Certain(e)s auteur(e)s ont une telle maîtrise de leur art qu'ils arrivent à expérimenter tout en alliant le beau, l’intéressant et la pertinence. Avec « Les intrus », Adrian Tomine nous emporte dans une peinture douce-amère de personnages perdues dans la société occidentale. Au fil de 6 histoires n'ayant au premier regard pas de lien entre elles, Les intrus dresse un portrait drôle, cassant et fascinant de l'homme « moderne ». (Le recueil porte en français le titre de la dernière histoire « Les intrus »).
Les histoires n'ont pas de lien entre elles au niveau du scénario, des lieux où des personnages. Pourtant, la question de la reconnaissance des autres est présente tout le long de la lecture. La recherche de la reconnaissance des pairs ce décline sous différents moyens selon les histoires : la création artistique, l'assurance qu'on est unique, l'amour, la parentalité, ou encore l'humour.

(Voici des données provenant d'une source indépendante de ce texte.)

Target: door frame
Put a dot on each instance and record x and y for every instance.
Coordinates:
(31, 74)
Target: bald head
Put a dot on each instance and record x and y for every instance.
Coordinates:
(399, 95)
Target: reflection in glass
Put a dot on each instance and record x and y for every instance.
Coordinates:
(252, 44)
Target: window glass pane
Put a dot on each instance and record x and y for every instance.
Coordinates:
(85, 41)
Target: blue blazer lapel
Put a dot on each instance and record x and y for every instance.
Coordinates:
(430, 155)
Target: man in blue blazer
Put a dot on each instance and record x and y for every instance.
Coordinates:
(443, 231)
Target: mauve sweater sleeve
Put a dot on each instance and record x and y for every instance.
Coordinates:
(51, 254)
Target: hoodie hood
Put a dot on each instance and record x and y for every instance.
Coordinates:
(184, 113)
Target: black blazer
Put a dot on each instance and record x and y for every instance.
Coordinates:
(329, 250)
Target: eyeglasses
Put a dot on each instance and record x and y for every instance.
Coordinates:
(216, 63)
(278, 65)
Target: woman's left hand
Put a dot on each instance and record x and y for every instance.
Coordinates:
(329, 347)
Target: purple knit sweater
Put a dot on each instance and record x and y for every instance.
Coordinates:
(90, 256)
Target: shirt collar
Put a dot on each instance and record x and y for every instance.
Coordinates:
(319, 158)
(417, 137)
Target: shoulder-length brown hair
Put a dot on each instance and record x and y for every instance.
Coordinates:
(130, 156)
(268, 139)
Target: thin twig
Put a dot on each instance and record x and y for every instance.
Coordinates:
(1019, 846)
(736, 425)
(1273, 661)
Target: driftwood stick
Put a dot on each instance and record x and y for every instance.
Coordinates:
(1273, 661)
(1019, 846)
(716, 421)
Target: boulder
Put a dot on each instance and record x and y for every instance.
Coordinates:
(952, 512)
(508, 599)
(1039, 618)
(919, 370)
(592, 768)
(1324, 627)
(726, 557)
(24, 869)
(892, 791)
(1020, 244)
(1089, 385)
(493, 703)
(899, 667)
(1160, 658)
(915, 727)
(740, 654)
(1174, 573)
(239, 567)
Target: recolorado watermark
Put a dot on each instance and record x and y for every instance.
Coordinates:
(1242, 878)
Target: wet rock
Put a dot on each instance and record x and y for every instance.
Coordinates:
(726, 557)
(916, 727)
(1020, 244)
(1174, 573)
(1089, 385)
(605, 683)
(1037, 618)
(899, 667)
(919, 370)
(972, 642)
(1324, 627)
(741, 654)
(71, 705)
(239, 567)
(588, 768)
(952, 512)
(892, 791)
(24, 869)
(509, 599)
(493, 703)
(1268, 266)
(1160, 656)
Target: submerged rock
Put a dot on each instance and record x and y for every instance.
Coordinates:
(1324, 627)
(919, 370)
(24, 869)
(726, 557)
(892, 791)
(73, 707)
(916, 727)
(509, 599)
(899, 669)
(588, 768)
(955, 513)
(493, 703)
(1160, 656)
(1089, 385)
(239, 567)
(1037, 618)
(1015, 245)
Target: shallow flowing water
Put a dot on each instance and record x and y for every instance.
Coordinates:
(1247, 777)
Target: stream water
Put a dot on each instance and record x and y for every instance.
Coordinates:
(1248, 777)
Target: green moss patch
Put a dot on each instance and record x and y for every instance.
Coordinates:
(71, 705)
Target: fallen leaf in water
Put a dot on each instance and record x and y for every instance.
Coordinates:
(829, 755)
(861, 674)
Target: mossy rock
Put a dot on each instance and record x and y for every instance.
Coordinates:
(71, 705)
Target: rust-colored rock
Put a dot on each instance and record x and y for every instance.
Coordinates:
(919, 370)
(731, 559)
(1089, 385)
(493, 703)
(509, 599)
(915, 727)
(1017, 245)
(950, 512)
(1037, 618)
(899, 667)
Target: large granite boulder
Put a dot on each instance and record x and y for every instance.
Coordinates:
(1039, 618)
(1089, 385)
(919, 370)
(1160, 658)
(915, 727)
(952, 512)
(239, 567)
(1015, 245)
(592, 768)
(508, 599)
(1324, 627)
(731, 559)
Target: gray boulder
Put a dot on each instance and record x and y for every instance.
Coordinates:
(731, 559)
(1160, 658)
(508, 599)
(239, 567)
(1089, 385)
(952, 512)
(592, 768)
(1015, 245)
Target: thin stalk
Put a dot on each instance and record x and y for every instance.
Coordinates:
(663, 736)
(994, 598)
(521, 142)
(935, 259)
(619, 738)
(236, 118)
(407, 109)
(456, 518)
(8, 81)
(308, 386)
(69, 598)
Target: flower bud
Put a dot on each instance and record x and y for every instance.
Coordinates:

Cette reconnaissance n'est jamais celle que l'on souhaite et s'accompagne souvent par un sentiment de solitude lié au fait que nous sommes des êtres incompris.
Les personnages donnent l'impression de ne pas arriver à communiquer avec les autres, même et surtout au sein d'une famille. Une solitude remplie de détresse se dégage d'eux. On pourrait penser que « Les intrus » du titre français fait référence à la manière dont nous sommes tous des intrus pour les autres, même nos proches.
Malgré des thématiques communes, chaque histoire est bien distincte des autres. Un des gros point fort de l'auteur est de réussir à créer rapidement des personnages via des dialogues fins et réalistes mais aussi grâce à la précision de son trait quand il s'agit de rendre ses personnages expressifs.
On pourrait craindre que les histoires ne soient pas assez marquante au vu de leur faible longueur.. pourtant ce n'est pas le cas, le contexte est composé en quelques cases, tout est fluides jusqu'à un final aussi surprenant qu'évident. Adrian Tomine est passé maître dans l'art de créer des minis mondes/histoires qui sont immédiatement prenant et marquant tout en laissant vivre et grandir ses personnages une fois l'histoire finie.
Si visuellement, on pense beaucoup au travail de Chris Ware et Daniel Clowes pour les pages en couleur, le dessin de Tomine est reconnaissable au premiers coup d’œil tant son trait fin et aéré possède une finesse du regard et de l’expression assez unique. La mise en page se renouvelle constamment dans ce livre. On peux passer du noir et blanc à la couleur au sein d'une histoire ( Hortisculpture). La colorisation ou le noir et blanc change entre chaque histoire tout comme le rythme et le nombre de cases par pages. Une histoire est même raconté par une narration sous forme de « carte postale ». Le fait que Adrian Tomine expérimente beaucoup dans cette BD ne l'a rends pas pour autant indigeste et brouillonne. Il arrive à transformer cet éclectisme en force en adaptant continuellement la narration au propos. Chaque histoire dégage une ambiance unique, où le fonds et la forme se marient avec soin.
Adrian Tomine repousse les possibilités de la bande dessinée tout en gardant un ton propre à lui. Les intrus est une lecture forte qui ne m'a pas laisser indifférent. Je suis définitivement conquis par ce grand portraitiste contemporain.